書き手側に常に意識してもらいたいのは、読み手側が「”事”の詳細を知らない可能性」である。
書いている者は、自身が詳細を知っているばかりに、説明を端折ってしまうことも多い。それは、読み手側の理解を遠ざけることに繋がり、周知されることへのハードルを上げてしまうことになる。読み手がどこまで読み取れるのかというのは、裏を返すと、どこまで知っているのか、ということだ。

ここまで述べてきた文章の手法、表現の方法など(もちろんその他の論法なども)を駆使し、”事”の詳細を織り込んだ文章にすることができれば、それは読み手にとってイメージがしやすく、理解しやすい。共感を得やすいという現象へ繋がっていく。読み手側の視点で自分の書く文章を見るのは、多くの理解と共感を得ようとする場合、忘れてはならない。

示された文章(記事など)をどう読み取るか、それは読み手に委ねられることは変えられないが、それをある程度書き手の意思で誘導できるのは上記でも述べた。書き手に取っての”読み取る”対象とは、自身で書いた文章そのものもそうだが、それ以上に、読み手の状況、感情、傾向、をどこまで感じ取れるかということである。

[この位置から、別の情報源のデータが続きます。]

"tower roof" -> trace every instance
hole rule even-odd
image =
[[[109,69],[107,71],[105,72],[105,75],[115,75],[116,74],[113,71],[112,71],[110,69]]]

「長文で書き記す」というのは、慣れない者にとっては少々難しいことかもしれないが、自身の想いや考えを書き記し残す。これはとても素晴らしいことなのだ。「note」を含む各ブログサイトも、人気という面では動画サイトや写真サイトに押され気味のように見受けられるが、その存在意義や価値は別物であろう。その素晴らしい”表現し伝える場”が、今後もより理解され、活かされることで、人々の想いや願い、知識、認識が広く繋がっていくことを期待している。